Em despacho de 6 de Abril de 1990, o senhor juiz designou o dia e hora para 'a inspecção e avaliação a que se refere o artigo 77º do Código das Expropriações'.
Elaborado o relatório dos peritos que, por maioria, atribuíram à parcela expropriada o valor de 214.800.00, e notificado às partes para que formulassem os esclarecimentos que entendessem necessários, arguiu o expropriado a nulidade daquele relatório e das respostas aos quesitos, com fundamento em ilegalidade e inconstitucionalidade dos critérios adoptados.
O senhor juiz indeferiu o pedido de arguição de nulidade, em despacho de 5 de Julho de 1990, e notificou os peritos para fornecerem os elementos de facto em que basearam as respostas ao quesito 6. Daquele despacho o expropriado interpôs recurso de agravo para o Tribunal da Relação de Évora.
Em sentença de 9 de Novembro de 1990, fixou-se em
214.800.00 o valor da indemnização da parcela expropriada e condenou-se o expropriado em custas, com base no valor de 6.333.200.00, valor que no recurso fora por ele reclamado. E indeferiu-se ainda o pedido de inquirição de testemunhas que fora formulado na resposta ao esclarecimento dos peritos.
O expropriado interpôs recurso de apelação desta sentença para o Tribunal da Relação de Évora. Em alegações, sustentou a inconstitucionalidade do artigo 73º, nº 2, do Código das Expropriações e a ilegalidade e inconstitucionalidade do critério utilizado na sentença recorrida para fixação da indemnização. Considerou também que o cálculo das custas com base no valor de 6.333.200.00 correspondia a um enriquecimento sem causa do Estado.
A Relação de Évora, por acórdão de 17 de Dezembro de 1991, negou provimento aos recursos de agravo e de apelação, confirmando as decisões recorridas.

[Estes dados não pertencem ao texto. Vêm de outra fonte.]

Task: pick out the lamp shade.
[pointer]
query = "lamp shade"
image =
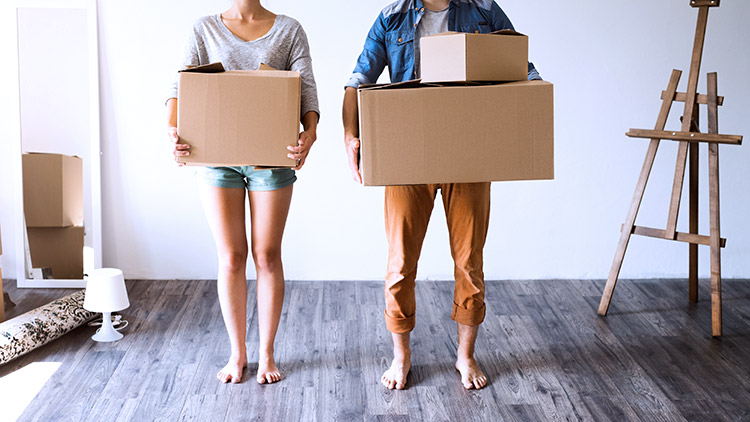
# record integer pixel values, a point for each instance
(105, 291)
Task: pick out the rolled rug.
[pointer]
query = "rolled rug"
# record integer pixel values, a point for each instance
(38, 327)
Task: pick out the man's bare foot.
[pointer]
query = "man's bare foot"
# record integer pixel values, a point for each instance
(232, 372)
(395, 376)
(268, 373)
(471, 375)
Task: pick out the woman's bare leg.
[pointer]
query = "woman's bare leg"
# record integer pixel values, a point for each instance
(268, 212)
(225, 211)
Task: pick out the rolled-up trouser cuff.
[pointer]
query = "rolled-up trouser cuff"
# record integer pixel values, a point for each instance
(468, 316)
(399, 325)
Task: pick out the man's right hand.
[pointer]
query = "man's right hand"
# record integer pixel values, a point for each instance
(178, 149)
(352, 155)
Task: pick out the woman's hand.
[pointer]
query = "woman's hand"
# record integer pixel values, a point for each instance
(178, 149)
(352, 157)
(299, 153)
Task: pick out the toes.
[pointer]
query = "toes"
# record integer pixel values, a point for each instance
(223, 377)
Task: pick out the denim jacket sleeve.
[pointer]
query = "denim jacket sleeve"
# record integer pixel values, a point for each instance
(500, 21)
(374, 57)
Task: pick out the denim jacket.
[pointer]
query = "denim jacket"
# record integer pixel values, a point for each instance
(391, 39)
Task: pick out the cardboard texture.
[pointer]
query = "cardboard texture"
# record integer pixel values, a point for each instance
(449, 134)
(59, 248)
(234, 118)
(462, 57)
(52, 190)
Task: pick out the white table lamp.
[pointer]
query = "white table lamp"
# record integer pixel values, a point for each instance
(106, 293)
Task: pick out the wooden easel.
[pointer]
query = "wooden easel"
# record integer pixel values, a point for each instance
(689, 138)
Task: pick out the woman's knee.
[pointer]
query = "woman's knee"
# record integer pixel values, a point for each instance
(267, 260)
(233, 261)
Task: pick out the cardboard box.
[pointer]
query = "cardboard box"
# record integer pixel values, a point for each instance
(462, 57)
(52, 190)
(233, 118)
(416, 134)
(59, 248)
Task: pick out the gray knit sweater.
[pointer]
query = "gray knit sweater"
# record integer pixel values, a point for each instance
(284, 47)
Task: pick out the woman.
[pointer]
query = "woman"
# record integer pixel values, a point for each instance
(243, 37)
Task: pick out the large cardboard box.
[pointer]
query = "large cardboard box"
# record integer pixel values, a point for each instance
(52, 190)
(233, 118)
(462, 57)
(416, 134)
(59, 248)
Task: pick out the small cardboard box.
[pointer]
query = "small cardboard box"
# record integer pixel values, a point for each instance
(417, 134)
(462, 57)
(52, 190)
(234, 118)
(59, 248)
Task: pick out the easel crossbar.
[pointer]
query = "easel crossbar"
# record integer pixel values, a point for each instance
(685, 136)
(700, 98)
(694, 239)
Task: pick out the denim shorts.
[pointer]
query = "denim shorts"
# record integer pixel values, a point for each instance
(246, 177)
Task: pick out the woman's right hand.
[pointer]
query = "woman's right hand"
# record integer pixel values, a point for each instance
(178, 149)
(352, 155)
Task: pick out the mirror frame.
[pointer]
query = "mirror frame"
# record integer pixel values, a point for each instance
(25, 278)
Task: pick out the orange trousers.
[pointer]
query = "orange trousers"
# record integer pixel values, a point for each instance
(407, 213)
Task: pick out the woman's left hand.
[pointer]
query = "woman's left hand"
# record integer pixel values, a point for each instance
(299, 153)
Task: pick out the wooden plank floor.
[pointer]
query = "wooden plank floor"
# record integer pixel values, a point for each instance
(547, 354)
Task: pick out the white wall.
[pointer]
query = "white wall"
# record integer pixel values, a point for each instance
(608, 60)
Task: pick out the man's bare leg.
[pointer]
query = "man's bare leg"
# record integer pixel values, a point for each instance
(395, 376)
(471, 375)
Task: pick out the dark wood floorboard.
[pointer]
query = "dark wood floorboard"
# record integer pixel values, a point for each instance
(548, 355)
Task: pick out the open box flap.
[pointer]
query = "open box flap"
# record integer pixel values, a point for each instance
(206, 68)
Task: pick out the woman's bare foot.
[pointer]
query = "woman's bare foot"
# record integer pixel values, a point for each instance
(268, 373)
(233, 371)
(471, 375)
(395, 376)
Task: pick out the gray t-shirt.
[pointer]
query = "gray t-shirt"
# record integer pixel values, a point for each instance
(284, 47)
(432, 22)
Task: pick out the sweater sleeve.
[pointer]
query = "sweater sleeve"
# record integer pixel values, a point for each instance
(301, 61)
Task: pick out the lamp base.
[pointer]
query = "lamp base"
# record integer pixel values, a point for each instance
(107, 332)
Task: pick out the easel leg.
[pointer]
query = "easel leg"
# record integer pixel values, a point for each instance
(713, 168)
(713, 187)
(648, 164)
(627, 229)
(693, 248)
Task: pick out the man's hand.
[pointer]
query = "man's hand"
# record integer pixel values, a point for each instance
(178, 149)
(352, 156)
(300, 152)
(351, 131)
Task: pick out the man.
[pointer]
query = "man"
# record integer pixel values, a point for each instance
(394, 40)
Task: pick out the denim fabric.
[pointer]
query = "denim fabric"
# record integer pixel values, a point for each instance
(246, 177)
(391, 38)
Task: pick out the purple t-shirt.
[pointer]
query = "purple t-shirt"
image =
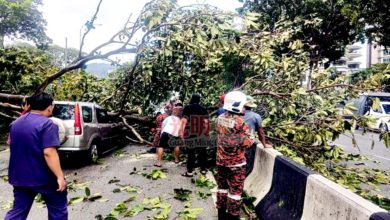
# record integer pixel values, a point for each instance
(30, 135)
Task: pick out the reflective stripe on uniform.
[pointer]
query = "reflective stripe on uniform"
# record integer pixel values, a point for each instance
(235, 197)
(222, 190)
(238, 165)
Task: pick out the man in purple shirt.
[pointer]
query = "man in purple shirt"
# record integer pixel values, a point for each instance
(34, 165)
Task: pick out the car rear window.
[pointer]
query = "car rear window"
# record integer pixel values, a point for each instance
(63, 111)
(386, 107)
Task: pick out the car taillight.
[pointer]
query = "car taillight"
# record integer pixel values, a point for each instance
(77, 121)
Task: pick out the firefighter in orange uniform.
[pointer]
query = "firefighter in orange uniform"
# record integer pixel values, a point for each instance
(233, 137)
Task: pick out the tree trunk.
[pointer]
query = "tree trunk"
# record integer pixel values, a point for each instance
(1, 41)
(308, 86)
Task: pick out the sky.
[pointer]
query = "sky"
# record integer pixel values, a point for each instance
(66, 18)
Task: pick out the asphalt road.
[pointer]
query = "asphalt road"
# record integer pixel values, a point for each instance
(379, 155)
(378, 152)
(118, 166)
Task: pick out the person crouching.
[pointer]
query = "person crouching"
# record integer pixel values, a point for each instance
(170, 134)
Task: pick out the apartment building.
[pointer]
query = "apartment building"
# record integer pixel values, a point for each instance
(354, 59)
(378, 54)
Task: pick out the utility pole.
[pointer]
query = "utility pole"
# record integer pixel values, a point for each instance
(66, 52)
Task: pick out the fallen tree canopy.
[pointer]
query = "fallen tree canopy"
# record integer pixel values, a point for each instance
(199, 48)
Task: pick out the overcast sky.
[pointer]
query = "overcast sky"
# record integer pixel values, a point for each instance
(65, 18)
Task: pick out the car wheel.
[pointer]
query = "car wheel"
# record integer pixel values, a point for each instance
(93, 152)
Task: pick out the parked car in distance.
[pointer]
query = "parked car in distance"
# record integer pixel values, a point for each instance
(364, 104)
(382, 116)
(88, 128)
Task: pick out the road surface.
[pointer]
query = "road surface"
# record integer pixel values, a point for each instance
(379, 155)
(118, 166)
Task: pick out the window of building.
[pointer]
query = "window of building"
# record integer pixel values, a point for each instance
(339, 63)
(353, 66)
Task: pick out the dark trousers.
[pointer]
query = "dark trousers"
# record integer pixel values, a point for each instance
(230, 182)
(191, 158)
(56, 202)
(250, 158)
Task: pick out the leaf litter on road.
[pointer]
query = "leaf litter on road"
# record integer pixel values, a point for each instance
(87, 197)
(189, 213)
(182, 194)
(156, 174)
(203, 182)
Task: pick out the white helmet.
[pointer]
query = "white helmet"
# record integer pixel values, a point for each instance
(235, 101)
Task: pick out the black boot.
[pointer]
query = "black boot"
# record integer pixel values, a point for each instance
(222, 214)
(232, 217)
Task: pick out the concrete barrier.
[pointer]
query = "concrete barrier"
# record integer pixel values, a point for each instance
(285, 189)
(329, 201)
(286, 198)
(259, 181)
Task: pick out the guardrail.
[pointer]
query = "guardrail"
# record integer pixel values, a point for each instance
(287, 190)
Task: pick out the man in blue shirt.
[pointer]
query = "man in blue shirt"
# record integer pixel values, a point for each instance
(254, 122)
(34, 165)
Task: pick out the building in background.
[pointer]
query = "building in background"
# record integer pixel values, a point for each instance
(354, 59)
(379, 54)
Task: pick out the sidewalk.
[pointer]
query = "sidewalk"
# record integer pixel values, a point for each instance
(114, 167)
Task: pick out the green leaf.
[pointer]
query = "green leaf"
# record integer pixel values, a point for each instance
(87, 191)
(135, 210)
(203, 182)
(182, 194)
(204, 195)
(190, 213)
(119, 208)
(75, 200)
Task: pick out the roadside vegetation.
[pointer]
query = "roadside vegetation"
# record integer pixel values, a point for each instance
(199, 48)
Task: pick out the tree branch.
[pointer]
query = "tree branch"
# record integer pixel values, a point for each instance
(89, 27)
(132, 129)
(78, 65)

O expropriado pretendeu interpor recurso deste acórdão para o Tribunal Constitucional, invocando o artigo 70º, nº 1, alínea b), da Lei nº 28/82, de 15 de Novembro. Arguiu a inconstitucionalidade das normas do Título IV e do artigo 73º, nº 2, face ao artigo 82º, nº 1, do Decreto-Lei nº
845/76, de 11 de Dezembro (Código das Expropriações), dos artigos 523º, 524º e
580º, nº 3, do Código de Processo Civil, do artigo 126º, nº 2, do Código das Custas Judiciais, e do Decreto-Lei nº 387-B/87, de 29 de Dezembro, por violação das normas dos artigos 12º, nº 1, 13º, nºs 1 e 2, 18º, nºs 1, 2 e 3, 20º, nº 1,
62º, nº 2, 205º, nº 2 e 207º, da Constituição da República.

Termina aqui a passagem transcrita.